The IRS and U.S. Treasury Department issued final regulations that will drastically erode state tax incentives for landowners who donate land or conservation easements to land trusts.This rule will require state income tax credits (like the Virginia Land Preservation Tax Credit) to be counted as quid pro quo for charitable contributions, which will lower the donor’s federal income tax deduction.
Under the new rule, if a landowner donates a $100,000 easement and gets $40,000 in Virginia tax credits, they will now only be able to take a $60,000 federal income tax deduction (previously they were able to deduct the entire $100,000 donation value).
The new rule drastically reduces an important incentive for donors and will slow the rate of land conservation.
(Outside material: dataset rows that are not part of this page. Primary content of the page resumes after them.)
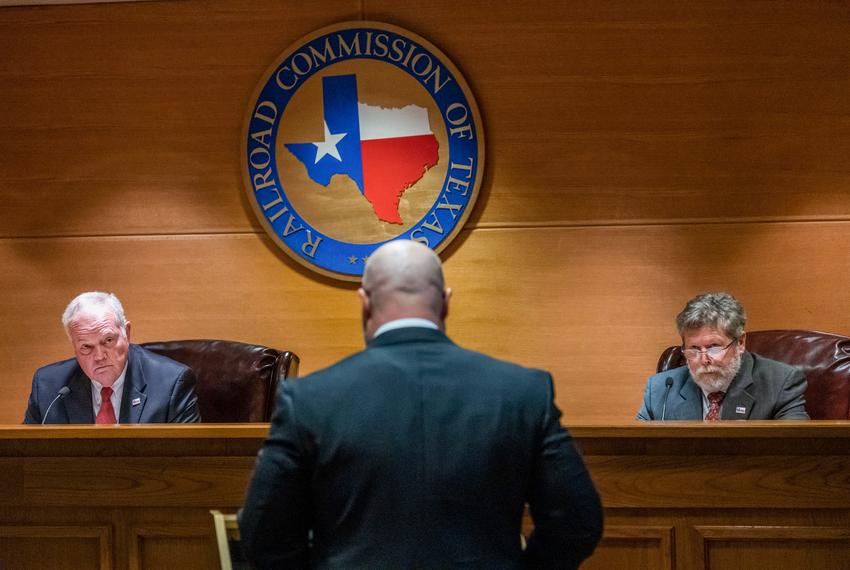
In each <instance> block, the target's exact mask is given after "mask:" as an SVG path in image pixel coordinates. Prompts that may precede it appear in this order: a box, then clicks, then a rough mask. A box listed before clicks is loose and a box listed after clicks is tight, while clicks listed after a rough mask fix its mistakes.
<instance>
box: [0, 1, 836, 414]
mask: <svg viewBox="0 0 850 570" xmlns="http://www.w3.org/2000/svg"><path fill="white" fill-rule="evenodd" d="M848 15H850V8H848V7H847V6H846V5H845V4H843V3H782V4H775V3H765V2H758V1H747V2H732V1H722V2H708V1H701V2H693V3H688V5H687V6H686V7H685V6H681V5H679V4H678V3H675V2H668V1H661V0H640V1H638V2H632V1H629V2H626V1H625V0H619V1H615V2H608V3H605V4H602V5H600V4H599V3H597V2H590V1H586V0H585V1H578V2H568V3H567V2H560V1H556V0H546V1H543V2H518V1H509V2H501V3H497V4H495V5H493V4H491V3H489V2H483V0H474V1H472V2H464V3H456V2H448V1H447V0H436V1H429V2H413V3H401V2H398V1H397V0H360V1H357V0H349V1H343V0H336V1H333V2H321V3H296V2H292V1H288V0H248V1H245V2H236V1H235V0H224V1H216V2H213V1H205V0H186V1H183V2H172V1H161V2H139V3H121V4H98V5H68V6H49V7H16V8H0V53H2V54H4V55H6V56H7V57H5V58H4V59H3V64H2V65H0V196H1V197H2V207H0V267H2V268H3V272H2V274H0V290H2V291H3V292H4V293H6V294H5V295H2V296H0V316H2V318H3V323H4V325H5V326H3V327H0V359H2V362H4V364H5V366H4V368H3V371H2V372H0V382H2V386H3V388H2V389H3V395H4V397H3V398H0V423H3V422H18V421H20V419H21V417H22V414H23V410H24V408H25V404H26V396H27V393H28V391H29V381H30V378H31V375H32V372H33V371H34V369H35V368H36V367H37V366H39V365H41V364H45V363H47V362H50V361H53V360H57V359H60V358H65V357H67V356H68V355H69V350H68V346H67V341H66V340H65V338H64V336H63V333H62V331H61V330H60V328H59V326H58V317H59V315H60V314H61V311H62V309H63V307H64V305H65V303H67V301H68V300H70V298H71V297H73V296H74V295H75V294H76V293H78V292H79V291H81V290H87V289H106V290H112V291H115V292H116V293H118V294H119V296H121V298H122V299H123V300H124V302H125V305H126V307H127V310H128V315H129V317H130V318H131V320H132V322H133V340H136V341H146V340H160V339H169V338H199V337H216V338H229V339H234V340H242V341H247V342H256V343H262V344H269V345H272V346H277V347H281V348H286V349H290V350H294V351H295V352H297V353H298V354H299V355H300V356H301V358H302V366H301V370H302V372H304V373H307V372H310V371H312V370H316V369H318V368H321V367H323V366H326V365H328V364H330V363H332V362H333V361H335V360H336V359H338V358H341V357H343V356H345V355H347V354H350V353H351V352H353V351H355V350H358V349H359V348H360V347H361V346H362V341H361V338H360V331H359V324H358V322H357V319H358V308H357V302H356V298H355V296H354V293H353V287H352V286H350V285H342V284H338V283H334V282H331V281H329V280H328V279H325V278H321V277H316V276H314V275H312V274H310V273H308V272H307V271H306V270H304V269H302V268H300V267H299V266H297V265H296V264H295V263H293V262H291V261H289V259H288V258H287V257H286V256H285V255H284V254H282V253H280V252H278V251H277V250H276V247H275V246H274V245H273V244H272V243H271V241H270V240H268V239H267V238H266V237H265V236H264V234H263V233H262V232H261V231H260V230H259V226H258V224H257V222H256V221H255V220H254V217H253V214H252V213H251V212H250V210H249V208H248V207H247V204H246V201H245V199H244V198H243V190H242V188H241V175H240V165H239V154H238V153H239V145H240V131H241V124H242V118H243V115H244V113H245V111H246V109H247V105H248V103H249V98H250V95H251V93H252V91H253V89H254V87H255V85H256V82H257V80H258V78H259V77H260V74H261V73H262V71H263V70H264V69H265V68H266V66H267V65H269V64H270V63H271V62H272V61H273V60H274V58H275V57H276V56H277V55H278V54H279V53H280V52H282V51H283V50H284V49H285V48H286V47H287V46H288V45H289V44H290V43H291V42H293V41H295V40H296V39H297V38H298V37H300V36H302V35H304V34H307V33H309V32H311V31H313V30H315V29H317V28H319V27H321V26H322V25H325V24H329V23H333V22H338V21H343V20H350V19H356V18H360V17H365V18H374V19H380V20H385V21H388V22H391V23H395V24H398V25H402V26H405V27H408V28H410V29H411V30H412V31H414V32H417V33H419V34H421V35H423V36H425V37H427V38H428V39H430V40H431V41H433V42H434V43H435V44H436V45H437V46H438V47H440V48H441V49H443V50H444V51H445V52H446V53H448V54H449V56H450V57H451V58H452V60H453V61H454V62H455V63H456V64H457V65H458V67H459V68H460V69H461V70H462V71H463V73H464V74H465V76H466V78H467V79H468V80H469V82H470V83H471V85H472V88H473V90H474V92H475V95H476V97H477V99H478V102H479V105H480V106H481V109H482V113H483V116H484V121H485V126H486V133H487V172H486V178H485V181H484V184H483V187H482V195H481V198H480V200H481V201H480V204H479V205H478V207H477V208H476V211H475V213H474V214H473V216H472V218H471V221H472V223H471V224H470V226H469V227H468V228H467V230H465V231H464V232H462V234H461V235H460V237H459V238H458V242H456V244H454V245H452V246H451V247H450V248H449V251H447V252H446V254H445V255H444V258H445V259H446V272H447V276H448V279H449V281H450V284H451V285H452V286H453V287H454V288H455V298H454V305H453V307H452V312H451V316H450V319H449V332H450V333H451V334H452V335H453V336H454V337H455V339H456V340H457V341H458V342H459V343H460V344H462V345H465V346H468V347H470V348H475V349H479V350H483V351H487V352H492V353H494V354H496V355H498V356H501V357H504V358H509V359H515V360H518V361H520V362H522V363H524V364H527V365H534V366H539V367H542V368H547V369H549V370H551V371H552V372H553V374H554V375H555V379H556V383H557V389H558V400H559V403H560V404H561V405H562V406H563V407H564V409H565V413H566V417H567V419H568V420H569V419H571V418H573V419H580V418H597V417H603V416H604V417H609V418H612V419H626V418H631V417H632V416H633V414H634V413H635V410H636V409H637V407H638V404H639V401H640V397H641V388H642V386H643V382H644V380H645V378H646V376H647V375H649V374H650V373H651V372H652V370H653V368H654V366H655V362H656V359H657V356H658V354H659V352H660V351H661V350H662V349H663V348H664V347H666V346H668V345H670V344H673V343H676V342H677V339H676V336H675V332H674V329H673V326H672V323H673V317H674V315H675V314H676V312H677V311H678V310H679V309H680V308H681V306H682V304H683V303H684V301H685V300H686V299H687V298H689V297H690V296H692V295H693V294H695V293H697V292H700V291H704V290H710V289H711V290H717V289H726V290H730V291H731V292H733V293H734V294H736V295H737V296H738V297H739V298H740V299H741V300H742V301H743V303H744V304H745V306H746V308H747V309H748V311H749V313H750V328H751V329H763V328H773V327H778V328H782V327H800V328H815V329H821V330H829V331H834V332H838V333H844V334H850V307H848V303H847V295H846V290H847V278H848V276H850V223H848V222H850V165H849V164H848V162H847V160H846V157H847V156H850V98H848V97H847V96H846V95H847V93H848V88H850V76H848V75H847V73H846V70H847V68H848V63H850V49H848V48H850V45H848V44H850V18H848V17H847V16H848Z"/></svg>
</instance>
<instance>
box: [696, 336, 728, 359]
mask: <svg viewBox="0 0 850 570" xmlns="http://www.w3.org/2000/svg"><path fill="white" fill-rule="evenodd" d="M736 342H738V339H737V338H733V339H732V342H730V343H729V344H727V345H726V346H712V347H709V348H706V349H700V348H683V349H682V354H684V355H685V358H687V359H688V360H696V359H698V358H700V357H701V356H702V355H703V354H705V355H706V356H708V357H709V358H710V359H712V360H714V359H716V358H720V357H721V356H723V353H724V352H726V351H727V350H729V347H730V346H732V345H733V344H735V343H736Z"/></svg>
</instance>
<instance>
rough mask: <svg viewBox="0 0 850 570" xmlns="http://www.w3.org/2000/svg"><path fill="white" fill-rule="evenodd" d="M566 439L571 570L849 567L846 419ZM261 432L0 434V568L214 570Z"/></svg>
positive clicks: (583, 436)
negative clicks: (579, 559) (580, 474)
mask: <svg viewBox="0 0 850 570" xmlns="http://www.w3.org/2000/svg"><path fill="white" fill-rule="evenodd" d="M569 429H570V432H571V433H572V435H573V437H574V439H575V442H576V444H577V445H578V447H579V448H580V449H581V450H582V453H583V454H584V456H585V460H586V462H587V465H588V467H589V468H590V471H591V474H592V476H593V479H594V482H595V483H596V485H597V487H598V489H599V491H600V493H601V495H602V498H603V502H604V504H605V508H606V531H605V537H604V538H603V541H602V543H601V545H600V547H599V549H598V550H597V552H596V554H594V556H593V557H592V558H591V559H590V560H588V562H587V563H586V564H585V565H584V566H583V568H591V569H595V568H600V569H601V568H664V569H691V568H694V569H696V568H699V569H708V568H711V569H712V570H716V569H726V568H729V569H732V568H735V569H738V568H748V569H750V568H789V569H790V568H806V569H819V568H823V569H833V568H850V421H817V422H815V421H812V422H798V421H788V422H760V421H751V422H719V423H718V424H716V425H711V424H705V423H703V422H668V423H646V424H644V423H638V422H634V423H625V424H624V423H622V422H621V423H612V422H607V421H604V420H601V421H595V422H586V421H584V422H580V423H579V422H575V423H570V425H569ZM267 430H268V424H238V425H237V424H206V425H205V424H200V425H174V426H172V425H168V426H155V425H126V426H110V427H102V426H97V427H95V426H58V427H57V426H20V425H14V426H11V425H10V426H0V567H2V568H3V569H4V570H7V569H13V568H33V567H43V568H57V569H60V568H100V569H107V568H120V569H123V568H129V569H142V568H181V569H189V568H215V567H216V566H217V564H218V558H217V553H216V546H215V540H214V536H213V526H212V517H211V516H210V514H209V510H210V509H220V510H222V511H225V512H234V511H235V510H236V509H238V507H239V506H240V505H241V503H242V499H243V496H244V493H245V487H246V485H247V482H248V480H249V477H250V474H251V470H252V468H253V464H254V457H255V455H256V452H257V450H258V449H259V448H260V446H261V444H262V441H263V438H264V437H265V434H266V432H267ZM525 526H526V528H528V527H529V526H530V521H526V525H525Z"/></svg>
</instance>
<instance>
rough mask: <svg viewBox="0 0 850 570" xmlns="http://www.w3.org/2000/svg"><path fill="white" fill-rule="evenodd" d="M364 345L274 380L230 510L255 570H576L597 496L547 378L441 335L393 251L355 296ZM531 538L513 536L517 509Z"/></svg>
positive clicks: (367, 262) (436, 324) (382, 254)
mask: <svg viewBox="0 0 850 570" xmlns="http://www.w3.org/2000/svg"><path fill="white" fill-rule="evenodd" d="M358 295H359V297H360V301H361V305H362V320H363V327H364V335H365V337H366V341H367V347H366V349H365V350H364V351H362V352H360V353H357V354H355V355H353V356H351V357H349V358H346V359H344V360H343V361H341V362H339V363H337V364H336V365H334V366H331V367H330V368H327V369H324V370H322V371H319V372H316V373H314V374H311V375H309V376H307V377H304V378H302V379H299V380H295V381H292V382H285V383H283V384H281V387H280V389H279V393H278V396H277V407H276V411H275V414H274V417H273V419H272V426H271V430H270V433H269V437H268V439H267V440H266V442H265V444H264V446H263V448H262V450H261V451H260V453H259V455H258V459H257V465H256V469H255V472H254V477H253V480H252V482H251V485H250V488H249V490H248V494H247V498H246V502H245V506H244V508H243V510H242V512H241V514H240V530H241V536H242V546H243V550H244V551H245V552H246V554H247V556H248V558H249V559H250V560H251V561H253V563H254V564H255V565H256V566H257V567H259V568H308V567H313V568H453V567H464V568H487V569H498V568H521V567H533V568H576V567H578V565H579V563H580V562H581V561H582V560H584V559H585V558H586V557H587V556H589V555H590V554H591V553H592V552H593V549H594V548H595V546H596V544H597V543H598V541H599V539H600V536H601V532H602V509H601V504H600V500H599V496H598V495H597V493H596V490H595V488H594V486H593V483H592V482H591V480H590V477H589V475H588V472H587V470H586V468H585V466H584V463H583V462H582V459H581V457H580V456H579V454H578V453H577V451H576V449H575V447H574V446H573V444H572V442H571V439H570V436H569V434H568V433H567V431H566V430H565V429H564V428H563V427H561V425H560V422H559V418H560V415H561V414H560V411H559V410H558V408H557V407H556V405H555V402H554V395H553V387H552V379H551V377H550V376H549V374H548V373H546V372H543V371H541V370H532V369H527V368H522V367H520V366H517V365H515V364H511V363H508V362H504V361H499V360H495V359H493V358H490V357H488V356H485V355H483V354H479V353H476V352H472V351H469V350H465V349H462V348H460V347H458V346H456V345H455V344H453V343H452V342H451V341H450V340H449V339H448V337H446V335H445V334H444V330H445V324H444V323H445V318H446V315H447V313H448V302H449V298H450V295H451V290H450V289H446V288H444V285H443V274H442V269H441V266H440V260H439V258H438V257H437V256H436V254H434V253H433V252H432V251H431V250H430V249H428V248H427V247H425V246H423V245H421V244H418V243H416V242H411V241H393V242H390V243H389V244H386V245H384V246H382V247H381V248H379V249H378V250H377V251H376V252H375V253H374V254H373V255H372V256H370V258H369V260H368V262H367V264H366V270H365V272H364V275H363V286H362V288H361V289H360V290H359V291H358ZM526 503H528V504H529V505H530V512H531V516H532V519H533V520H534V523H535V531H534V532H533V533H532V534H531V536H530V537H529V538H528V544H527V548H526V549H525V551H523V549H522V545H521V540H520V526H521V519H522V514H523V508H524V505H525V504H526Z"/></svg>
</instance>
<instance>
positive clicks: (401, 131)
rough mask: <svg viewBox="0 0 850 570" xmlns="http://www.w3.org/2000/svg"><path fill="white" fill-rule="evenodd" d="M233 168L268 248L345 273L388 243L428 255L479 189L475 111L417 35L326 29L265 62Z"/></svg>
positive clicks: (469, 207)
mask: <svg viewBox="0 0 850 570" xmlns="http://www.w3.org/2000/svg"><path fill="white" fill-rule="evenodd" d="M242 172H243V177H244V182H245V191H246V192H247V194H248V199H249V201H250V202H251V205H252V207H253V209H254V211H255V213H256V214H257V217H258V219H259V220H260V223H261V224H262V225H263V227H264V229H265V230H266V232H267V233H268V235H269V236H270V237H271V238H272V239H273V240H274V241H275V243H277V244H278V245H279V246H280V247H281V248H282V249H283V250H284V251H285V252H286V253H287V254H289V255H290V256H292V257H293V258H294V259H295V260H296V261H298V262H299V263H301V264H303V265H306V266H307V267H309V268H311V269H313V270H315V271H317V272H319V273H321V274H323V275H327V276H330V277H335V278H338V279H344V280H348V281H356V280H359V278H360V276H361V275H362V274H363V266H364V264H365V261H366V259H367V258H368V257H369V255H370V254H371V253H372V252H373V251H374V250H375V249H377V248H378V247H379V246H381V245H382V244H384V243H386V242H388V241H391V240H395V239H410V240H415V241H419V242H422V243H424V244H425V245H427V246H428V247H430V248H432V249H434V250H435V251H437V252H439V251H441V250H442V249H444V248H445V247H446V246H447V245H448V244H449V243H450V242H451V240H452V239H454V237H455V236H456V235H457V233H458V232H459V231H460V229H461V228H462V227H463V224H464V222H465V221H466V219H467V218H468V216H469V214H470V212H471V211H472V208H473V206H474V204H475V200H476V198H477V197H478V189H479V187H480V186H481V178H482V176H483V172H484V133H483V126H482V123H481V116H480V114H479V112H478V106H477V105H476V103H475V100H474V99H473V97H472V93H471V91H470V89H469V86H468V85H467V84H466V81H465V80H464V79H463V77H462V76H461V75H460V73H459V72H458V70H457V68H456V67H455V66H454V65H453V64H452V62H451V61H449V59H448V58H447V57H446V56H445V55H444V54H443V53H442V52H441V51H440V50H438V49H437V48H436V47H434V46H433V45H431V44H430V43H429V42H428V41H426V40H424V39H423V38H421V37H419V36H417V35H415V34H413V33H411V32H409V31H407V30H404V29H402V28H399V27H397V26H392V25H389V24H383V23H378V22H365V21H364V22H345V23H341V24H335V25H332V26H328V27H326V28H322V29H321V30H318V31H316V32H314V33H312V34H309V35H307V36H305V37H304V38H302V39H300V40H298V41H297V42H296V43H295V44H294V45H292V46H290V47H289V48H288V49H287V50H286V51H285V52H284V53H283V54H282V55H281V56H280V57H279V58H278V59H277V61H276V62H275V63H274V64H273V65H272V66H271V67H269V68H268V70H266V72H265V74H264V75H263V77H262V79H261V80H260V83H259V85H258V86H257V88H256V90H255V92H254V96H253V97H252V98H251V107H250V108H249V110H248V113H247V115H246V119H245V124H244V129H243V134H242Z"/></svg>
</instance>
While it is very unfortunate that this has happened, the New River Land Trust is currently working on a number of exciting conservation projects. Changes like this new rule are one of the reasons we’ve chosen to diversify the type of conservation work we do, including branching out into projects that include public access as a goal.
The New River Land Trust will work with the Land Trust Alliance and other organizations on any legislative remedies that will change this state of affairs. We will keep you posted on on any updates to the situation (to be added to our email list, please visit https://newriverlandtrust.org/subscribe/).
In spite of these changes, we will continue to work on conserving our natural resources and heritage in the New River region.